# Photon‐to‐Heat Energy Harvesting Fluorescent Protein Coatings for Thermoelectrics

**Authors:** Anna Zieleniewska, Sriram Kunchapudi, Stephanie Willeit, Rubén D. Costa

PMC · DOI: 10.1002/advs.202522088 · Advanced Science · 2025-12-08

## TL;DR

This paper introduces fluorescent protein coatings that convert light into heat to improve thermoelectric generators for sustainable energy harvesting.

## Contribution

The novel use of fluorescent proteins in photothermal coatings for thermoelectric energy harvesting is introduced.

## Key findings

- FP coatings achieved photothermal efficiencies of up to 48%.
- Temperatures of 40–60°C were reached under LED illumination.
- A power gain of up to 232 µW cm−2 was achieved using white LED.

## Abstract

Energy‐related protein optoelectronics is an emerging field with interesting examples in photon manipulation in lighting devices, photon‐induced electron transfer in photovoltaics, and H‐transfer in moisture electrical generators.

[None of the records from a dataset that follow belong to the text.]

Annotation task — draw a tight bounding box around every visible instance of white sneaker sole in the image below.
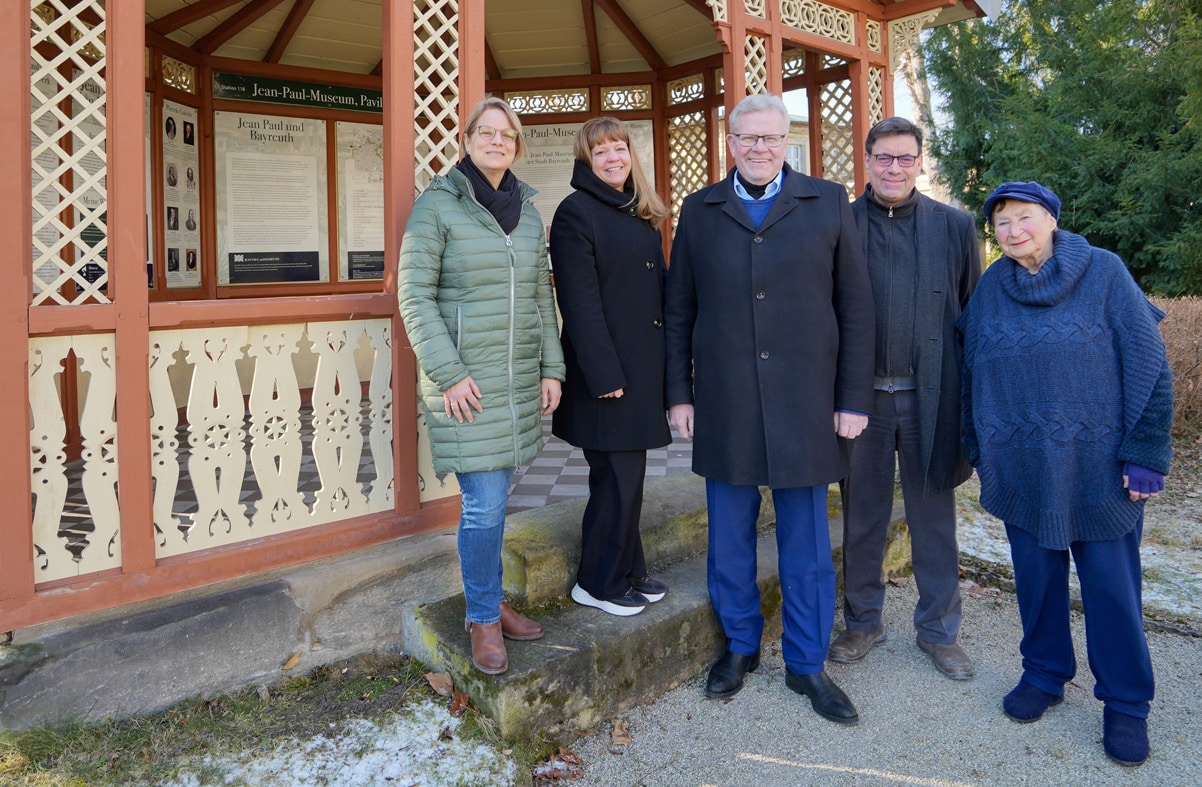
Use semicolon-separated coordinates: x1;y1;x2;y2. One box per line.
572;585;647;618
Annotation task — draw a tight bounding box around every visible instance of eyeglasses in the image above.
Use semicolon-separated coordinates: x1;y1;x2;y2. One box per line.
871;153;918;167
731;133;785;148
476;126;522;144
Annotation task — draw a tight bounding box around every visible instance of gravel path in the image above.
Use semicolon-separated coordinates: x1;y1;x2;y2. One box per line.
572;583;1202;787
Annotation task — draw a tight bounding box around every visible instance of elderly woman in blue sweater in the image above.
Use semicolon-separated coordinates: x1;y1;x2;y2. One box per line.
958;181;1173;765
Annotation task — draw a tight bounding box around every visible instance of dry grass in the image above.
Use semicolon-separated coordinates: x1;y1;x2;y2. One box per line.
0;656;534;787
1153;296;1202;440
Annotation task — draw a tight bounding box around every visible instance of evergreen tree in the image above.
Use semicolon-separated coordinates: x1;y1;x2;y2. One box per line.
924;0;1202;294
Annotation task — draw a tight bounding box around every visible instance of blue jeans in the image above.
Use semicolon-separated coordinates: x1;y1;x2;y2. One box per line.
456;467;513;626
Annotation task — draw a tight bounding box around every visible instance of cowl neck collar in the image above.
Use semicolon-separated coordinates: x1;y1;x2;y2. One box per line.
995;229;1089;306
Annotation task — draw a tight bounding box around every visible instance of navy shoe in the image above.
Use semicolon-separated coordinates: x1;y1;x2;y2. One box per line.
706;650;760;699
630;577;668;603
1001;680;1064;725
1102;708;1148;768
785;669;859;725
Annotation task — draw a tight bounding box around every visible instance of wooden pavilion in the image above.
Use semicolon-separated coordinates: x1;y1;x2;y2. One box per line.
0;0;994;633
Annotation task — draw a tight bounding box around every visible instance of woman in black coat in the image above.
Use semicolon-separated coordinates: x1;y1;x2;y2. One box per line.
551;118;672;615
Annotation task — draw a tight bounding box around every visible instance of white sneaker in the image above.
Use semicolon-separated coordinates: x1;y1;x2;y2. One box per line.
572;585;647;618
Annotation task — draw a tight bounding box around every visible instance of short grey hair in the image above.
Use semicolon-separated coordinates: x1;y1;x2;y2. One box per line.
726;93;790;133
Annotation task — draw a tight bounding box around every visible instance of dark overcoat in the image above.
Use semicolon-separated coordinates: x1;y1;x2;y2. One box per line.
665;165;875;489
551;161;672;451
851;193;981;495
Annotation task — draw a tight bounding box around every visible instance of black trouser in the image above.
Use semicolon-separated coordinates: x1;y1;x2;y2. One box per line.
576;448;647;598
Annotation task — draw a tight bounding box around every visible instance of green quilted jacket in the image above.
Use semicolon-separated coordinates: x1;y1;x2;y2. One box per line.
397;168;564;473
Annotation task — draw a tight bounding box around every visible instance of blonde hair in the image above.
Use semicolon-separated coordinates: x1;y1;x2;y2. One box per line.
463;96;525;161
572;118;668;226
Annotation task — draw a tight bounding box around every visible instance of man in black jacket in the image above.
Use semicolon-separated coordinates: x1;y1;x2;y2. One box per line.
829;118;981;680
665;95;873;723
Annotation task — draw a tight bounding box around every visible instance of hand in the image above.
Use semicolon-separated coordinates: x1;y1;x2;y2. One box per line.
834;410;868;440
1123;461;1165;501
668;405;694;440
542;377;563;416
442;375;484;423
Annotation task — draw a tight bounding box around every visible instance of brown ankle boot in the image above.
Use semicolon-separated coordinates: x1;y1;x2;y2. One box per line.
501;601;546;640
463;620;510;675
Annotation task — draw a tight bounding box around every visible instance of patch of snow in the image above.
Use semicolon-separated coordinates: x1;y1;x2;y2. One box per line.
161;700;516;787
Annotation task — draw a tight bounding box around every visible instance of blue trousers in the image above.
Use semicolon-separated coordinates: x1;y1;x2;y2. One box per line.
456;467;513;626
706;479;834;675
1006;517;1154;719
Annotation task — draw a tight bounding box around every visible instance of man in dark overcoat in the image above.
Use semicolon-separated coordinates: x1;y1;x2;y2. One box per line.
829;118;981;680
665;95;874;723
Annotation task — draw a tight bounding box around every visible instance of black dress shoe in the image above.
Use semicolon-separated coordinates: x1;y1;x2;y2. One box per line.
706;650;760;699
785;670;859;725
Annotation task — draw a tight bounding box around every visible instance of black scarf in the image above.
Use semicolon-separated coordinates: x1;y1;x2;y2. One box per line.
456;156;522;234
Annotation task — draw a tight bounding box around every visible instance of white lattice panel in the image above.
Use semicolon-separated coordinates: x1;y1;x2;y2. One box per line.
601;85;651;112
820;79;856;193
29;0;108;305
505;88;589;115
743;36;768;96
780;49;805;79
780;0;856;46
413;0;459;192
29;334;121;583
668;73;706;107
864;19;881;52
668;112;709;232
150;320;394;558
868;67;885;129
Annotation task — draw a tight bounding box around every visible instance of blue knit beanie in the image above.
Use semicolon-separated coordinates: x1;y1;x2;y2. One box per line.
981;180;1060;225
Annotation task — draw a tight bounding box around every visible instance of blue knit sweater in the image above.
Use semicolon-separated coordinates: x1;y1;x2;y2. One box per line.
958;231;1173;549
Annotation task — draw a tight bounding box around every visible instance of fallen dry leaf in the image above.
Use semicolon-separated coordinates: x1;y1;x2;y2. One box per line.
531;746;584;780
451;690;476;719
426;672;454;697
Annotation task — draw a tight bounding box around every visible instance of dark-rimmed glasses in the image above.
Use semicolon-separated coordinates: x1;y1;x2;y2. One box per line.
476;126;522;144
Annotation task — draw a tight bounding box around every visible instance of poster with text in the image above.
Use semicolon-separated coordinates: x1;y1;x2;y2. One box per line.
215;112;329;285
512;120;655;240
162;100;201;287
335;121;383;281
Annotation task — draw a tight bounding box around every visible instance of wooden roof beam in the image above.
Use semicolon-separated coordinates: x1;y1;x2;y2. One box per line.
192;0;293;54
147;0;244;36
263;0;314;62
484;38;501;79
581;0;601;73
595;0;668;71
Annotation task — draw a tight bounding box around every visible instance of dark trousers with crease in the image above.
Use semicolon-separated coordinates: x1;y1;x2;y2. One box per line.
1006;514;1155;719
576;448;647;598
843;390;960;645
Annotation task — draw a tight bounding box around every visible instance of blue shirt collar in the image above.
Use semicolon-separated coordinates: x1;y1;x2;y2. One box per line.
734;167;785;202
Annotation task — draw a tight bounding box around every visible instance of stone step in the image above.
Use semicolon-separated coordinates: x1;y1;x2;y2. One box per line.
403;477;908;741
405;528;780;743
501;475;775;608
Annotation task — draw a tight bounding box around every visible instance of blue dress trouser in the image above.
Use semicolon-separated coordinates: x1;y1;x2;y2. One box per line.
706;478;835;675
1006;515;1155;719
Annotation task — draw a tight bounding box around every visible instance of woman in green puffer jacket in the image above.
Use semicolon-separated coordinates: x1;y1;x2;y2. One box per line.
397;97;564;675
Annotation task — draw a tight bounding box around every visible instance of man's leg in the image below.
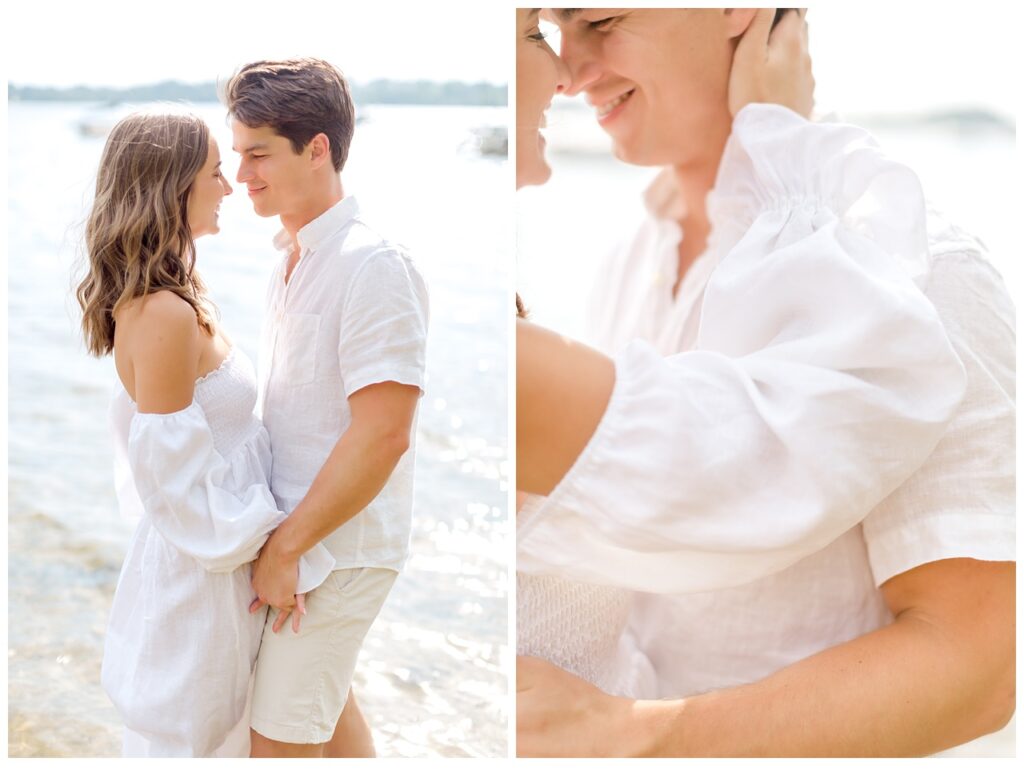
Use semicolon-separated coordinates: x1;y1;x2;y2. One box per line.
250;567;397;757
324;690;377;757
249;729;327;758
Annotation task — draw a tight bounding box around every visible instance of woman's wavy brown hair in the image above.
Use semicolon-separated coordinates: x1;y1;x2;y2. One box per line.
76;113;213;356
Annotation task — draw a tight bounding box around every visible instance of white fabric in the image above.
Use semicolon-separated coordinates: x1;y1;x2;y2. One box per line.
518;105;965;593
515;496;654;697
531;105;1016;697
259;198;428;569
101;348;334;757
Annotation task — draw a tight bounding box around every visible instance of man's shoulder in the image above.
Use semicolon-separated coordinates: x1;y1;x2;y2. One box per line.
925;206;1013;311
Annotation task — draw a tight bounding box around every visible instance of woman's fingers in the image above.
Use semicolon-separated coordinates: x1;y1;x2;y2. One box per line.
271;609;292;634
292;594;306;634
768;11;807;56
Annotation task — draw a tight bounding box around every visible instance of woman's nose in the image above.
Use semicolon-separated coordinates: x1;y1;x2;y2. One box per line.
559;34;601;96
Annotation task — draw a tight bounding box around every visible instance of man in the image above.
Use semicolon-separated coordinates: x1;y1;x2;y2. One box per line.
517;9;1015;756
226;58;427;757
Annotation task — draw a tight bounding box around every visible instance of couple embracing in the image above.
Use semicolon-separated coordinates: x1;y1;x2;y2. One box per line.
516;8;1016;757
78;59;428;757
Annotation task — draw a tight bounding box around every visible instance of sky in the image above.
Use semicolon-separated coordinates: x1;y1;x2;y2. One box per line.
4;0;1024;116
4;0;514;86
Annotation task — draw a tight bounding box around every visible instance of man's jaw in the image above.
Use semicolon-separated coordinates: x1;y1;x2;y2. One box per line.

Here, this field is extended with the concept of photon‐to‐heat energy harvesting fluorescent protein (FP) coatings applied to thermoelectric generators (TEG). This device consists of a commercial TEG coated with a FP‐polymer coating optimized in terms of i) the amount of a high‐absorbing and low‐emissive FP named E2‐Crimson and ii) the thermal features of a mixture of the branched/linear polyethylene oxide matrix. With photothermal efficiencies of 48% the FP‐coatings can reach temperatures between 40–60 °C under monochromatic (590 nm) and the white LED illumination sources. This results in a total power gain of up to 232 µW cm−2 (white LED), highlighting the potential of FP‐coatings in sustainable energy harvesting for low‐power autonomous devices. Overall, this work provides the first stepping stone in protein‐based photon‐to‐heat conversion materials, which promise easy‐to‐tune photothermal properties through the choice of the protein chromophore, the engineering of the protein scaffold, and the control of the protein‐polymer interactions.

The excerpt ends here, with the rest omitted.